雑誌
衝撃レポートもう払えません!
消える老後の「安心」
年金「一律5万円」時代に

長年のツケが生んだこの難題からはできれば目を逸らしたい〔PHOTO〕gettyimages

 安心がウリだったこの制度は、とっくに死に体だ。「毎月これしかもらえないなんて・・・・・・」と憂いても、ないものはない、とお偉いさんに開き直られる。挙げ句の果て、どんなに年を取ってももらえない。

あと4年

「この国の年金積立金は、何もしなければあと4年ほどで底をつきます。年金積立金は、保険料収入で支払いが賄えない部分を補填するための資金ですが、これが枯渇しかけている。要するに、年金制度はいまや崖っぷちにあるのです。

 年金支給開始年齢を65歳に引き上げるので、しばらくはもちますが、事態は非常に切迫しています。もはや保険料を上げ、同時に支給額を減らしていく以外、年金制度を維持することはできなくなりつつある。それが、この国の現実です」(年金評論家で社会保険労務士の田中章二氏)

 こんな恐ろしい近未来を想像してほしい。

 約40年勤め上げた会社を退職し、悠々自適の老後を楽しむはずだった。
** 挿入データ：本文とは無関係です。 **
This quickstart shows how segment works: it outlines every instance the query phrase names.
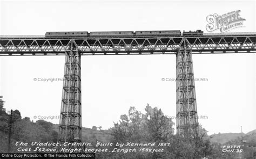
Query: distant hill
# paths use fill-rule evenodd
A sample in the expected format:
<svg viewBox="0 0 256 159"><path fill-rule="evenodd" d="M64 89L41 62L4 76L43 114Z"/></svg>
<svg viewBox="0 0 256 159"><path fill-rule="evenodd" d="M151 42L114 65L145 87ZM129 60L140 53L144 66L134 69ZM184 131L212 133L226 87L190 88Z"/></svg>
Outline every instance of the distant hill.
<svg viewBox="0 0 256 159"><path fill-rule="evenodd" d="M53 129L58 132L58 125L53 125ZM228 142L239 142L241 137L246 140L246 144L256 146L256 129L244 133L219 133L210 136L212 142L221 144ZM91 128L82 127L82 140L83 142L93 142L95 141L108 142L111 140L112 136L109 130L93 130Z"/></svg>
<svg viewBox="0 0 256 159"><path fill-rule="evenodd" d="M247 134L244 133L219 133L210 135L211 141L220 144L227 142L240 142L242 137L243 140L246 140L246 143L256 146L256 129L251 131Z"/></svg>

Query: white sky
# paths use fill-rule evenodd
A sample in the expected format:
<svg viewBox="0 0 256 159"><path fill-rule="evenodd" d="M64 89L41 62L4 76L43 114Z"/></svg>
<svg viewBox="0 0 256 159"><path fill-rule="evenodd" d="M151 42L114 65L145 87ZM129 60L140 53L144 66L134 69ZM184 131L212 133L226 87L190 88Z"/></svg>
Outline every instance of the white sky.
<svg viewBox="0 0 256 159"><path fill-rule="evenodd" d="M255 32L255 1L0 1L1 35L44 35L46 31L196 30L206 32L207 16L240 10ZM59 115L64 56L0 56L0 95L7 110L23 117ZM198 114L208 134L256 129L255 54L194 55ZM176 116L175 55L82 56L82 126L113 126L131 106L147 103ZM35 120L34 120L35 121ZM58 123L58 119L48 120ZM175 122L175 120L173 120Z"/></svg>

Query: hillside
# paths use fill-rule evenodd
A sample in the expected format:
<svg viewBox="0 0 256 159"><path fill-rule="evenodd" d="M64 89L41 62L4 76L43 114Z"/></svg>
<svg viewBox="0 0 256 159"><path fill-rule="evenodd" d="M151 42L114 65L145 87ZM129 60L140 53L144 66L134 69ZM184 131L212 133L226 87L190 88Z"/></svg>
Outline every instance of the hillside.
<svg viewBox="0 0 256 159"><path fill-rule="evenodd" d="M240 142L242 137L243 140L246 140L246 143L256 146L256 129L251 131L247 134L244 133L219 133L210 135L211 141L220 144L224 144L230 141Z"/></svg>
<svg viewBox="0 0 256 159"><path fill-rule="evenodd" d="M53 125L53 129L58 132L58 125ZM82 141L84 142L95 142L96 141L107 142L111 140L109 130L93 130L91 128L82 128Z"/></svg>

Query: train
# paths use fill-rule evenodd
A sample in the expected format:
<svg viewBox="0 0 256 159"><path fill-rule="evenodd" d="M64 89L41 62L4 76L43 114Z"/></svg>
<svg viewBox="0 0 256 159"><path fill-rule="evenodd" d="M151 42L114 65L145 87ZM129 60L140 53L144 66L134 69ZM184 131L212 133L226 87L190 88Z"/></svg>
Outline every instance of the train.
<svg viewBox="0 0 256 159"><path fill-rule="evenodd" d="M172 31L115 31L115 32L47 32L46 38L58 37L143 37L143 36L199 36L203 35L201 30L181 32L179 30Z"/></svg>

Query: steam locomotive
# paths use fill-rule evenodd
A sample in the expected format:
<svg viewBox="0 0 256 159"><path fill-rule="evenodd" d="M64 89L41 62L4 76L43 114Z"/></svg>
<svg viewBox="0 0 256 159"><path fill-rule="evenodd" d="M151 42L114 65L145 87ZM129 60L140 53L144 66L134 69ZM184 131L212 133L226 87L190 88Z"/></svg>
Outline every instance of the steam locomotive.
<svg viewBox="0 0 256 159"><path fill-rule="evenodd" d="M203 35L203 31L185 32L181 35L179 30L173 31L120 31L120 32L48 32L46 38L57 37L143 37L143 36L196 36Z"/></svg>

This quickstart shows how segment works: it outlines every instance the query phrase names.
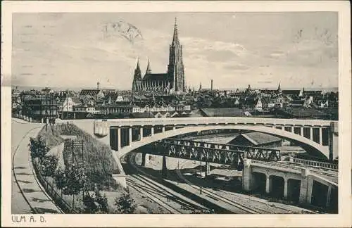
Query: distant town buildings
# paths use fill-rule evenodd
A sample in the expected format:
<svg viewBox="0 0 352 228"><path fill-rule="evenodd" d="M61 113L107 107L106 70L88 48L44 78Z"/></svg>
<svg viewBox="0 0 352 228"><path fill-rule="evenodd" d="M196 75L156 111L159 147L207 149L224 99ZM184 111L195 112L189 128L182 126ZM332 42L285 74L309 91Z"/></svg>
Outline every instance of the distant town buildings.
<svg viewBox="0 0 352 228"><path fill-rule="evenodd" d="M211 82L211 81L210 81ZM338 120L338 92L301 90L203 89L182 94L94 89L12 89L12 112L42 118L137 118L212 116Z"/></svg>
<svg viewBox="0 0 352 228"><path fill-rule="evenodd" d="M182 60L182 46L178 38L176 19L175 20L172 42L170 45L169 64L165 73L153 73L150 61L148 60L146 73L142 77L139 59L133 76L132 91L158 91L164 94L182 94L187 92L184 70Z"/></svg>

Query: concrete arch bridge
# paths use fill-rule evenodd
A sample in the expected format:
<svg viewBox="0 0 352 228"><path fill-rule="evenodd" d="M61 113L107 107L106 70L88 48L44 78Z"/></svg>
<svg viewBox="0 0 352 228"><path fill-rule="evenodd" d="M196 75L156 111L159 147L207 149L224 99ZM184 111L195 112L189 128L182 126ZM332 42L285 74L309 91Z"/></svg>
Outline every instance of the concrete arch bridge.
<svg viewBox="0 0 352 228"><path fill-rule="evenodd" d="M329 120L224 117L95 120L91 120L93 126L75 120L74 124L93 130L118 158L164 139L220 129L263 132L294 141L314 156L330 160L338 156L338 122Z"/></svg>

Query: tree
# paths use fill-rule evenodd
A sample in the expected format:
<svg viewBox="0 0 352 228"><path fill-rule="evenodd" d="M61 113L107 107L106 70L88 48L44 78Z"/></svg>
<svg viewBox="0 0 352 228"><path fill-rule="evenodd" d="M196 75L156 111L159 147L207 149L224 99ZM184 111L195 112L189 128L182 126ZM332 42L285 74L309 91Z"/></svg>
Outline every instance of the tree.
<svg viewBox="0 0 352 228"><path fill-rule="evenodd" d="M121 197L115 198L115 206L118 213L122 214L132 214L137 208L134 200L127 193L124 193Z"/></svg>
<svg viewBox="0 0 352 228"><path fill-rule="evenodd" d="M30 150L30 156L32 158L38 158L42 164L43 158L49 151L49 148L46 146L45 140L39 136L37 138L30 138L30 144L28 144Z"/></svg>
<svg viewBox="0 0 352 228"><path fill-rule="evenodd" d="M100 213L106 214L108 212L108 198L106 198L106 194L101 196L101 193L99 191L96 191L95 201L99 204L99 211Z"/></svg>
<svg viewBox="0 0 352 228"><path fill-rule="evenodd" d="M87 180L84 168L82 165L73 164L70 167L65 167L65 171L58 170L55 174L56 186L62 189L65 195L73 196L73 207L75 207L75 195L81 191Z"/></svg>
<svg viewBox="0 0 352 228"><path fill-rule="evenodd" d="M77 195L84 186L87 177L84 173L84 168L82 164L72 164L70 167L65 167L66 177L66 191L65 194ZM65 193L64 193L65 194Z"/></svg>
<svg viewBox="0 0 352 228"><path fill-rule="evenodd" d="M99 210L95 198L90 194L84 195L83 197L83 203L84 205L84 213L85 214L95 214Z"/></svg>
<svg viewBox="0 0 352 228"><path fill-rule="evenodd" d="M58 158L54 156L45 156L42 162L42 173L44 176L54 176L58 167Z"/></svg>

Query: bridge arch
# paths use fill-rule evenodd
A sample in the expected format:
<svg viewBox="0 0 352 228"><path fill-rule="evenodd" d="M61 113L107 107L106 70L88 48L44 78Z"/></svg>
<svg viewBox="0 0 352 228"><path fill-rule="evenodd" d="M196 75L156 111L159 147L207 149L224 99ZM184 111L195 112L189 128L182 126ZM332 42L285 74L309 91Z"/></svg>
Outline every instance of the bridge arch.
<svg viewBox="0 0 352 228"><path fill-rule="evenodd" d="M324 159L327 159L329 158L329 149L327 146L322 146L303 136L275 127L249 125L185 126L182 128L177 128L173 130L157 133L151 137L144 137L141 141L134 141L131 144L131 145L121 148L120 151L117 152L117 155L120 158L121 158L128 153L141 146L158 140L180 134L203 130L223 129L251 130L272 134L297 143L312 156Z"/></svg>

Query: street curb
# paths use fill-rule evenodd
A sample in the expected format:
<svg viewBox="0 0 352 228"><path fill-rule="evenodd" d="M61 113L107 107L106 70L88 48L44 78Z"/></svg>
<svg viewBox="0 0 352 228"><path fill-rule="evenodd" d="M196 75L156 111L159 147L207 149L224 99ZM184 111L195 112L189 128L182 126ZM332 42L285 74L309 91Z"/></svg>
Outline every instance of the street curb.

ところが、年金の支給開始年齢が、制度維持のため65歳から70歳に引き上げられることに。さらに5年間、退職金を取り崩しながら、耐え忍ぶ生活・・・・・・。

 ようやく70歳が近づき、年金を心待ちにする毎日。しかし、さらなるショックが襲う。支給年齢の引き上げだけでは制度が破綻することが分かり、支給額の大幅カットが強行されたのだ。ようやく手にする命のカネ=年金。だがその額は、たったの「月5万円」にまで引き下げられていた---。

 これは決して、絵空事ではない。すでにこの国では、〝現在進行形〟で起きていることだ。厚生労働省は9月29日、社会保障審議会年金部会に、年金支給額を引き下げる案を提示した。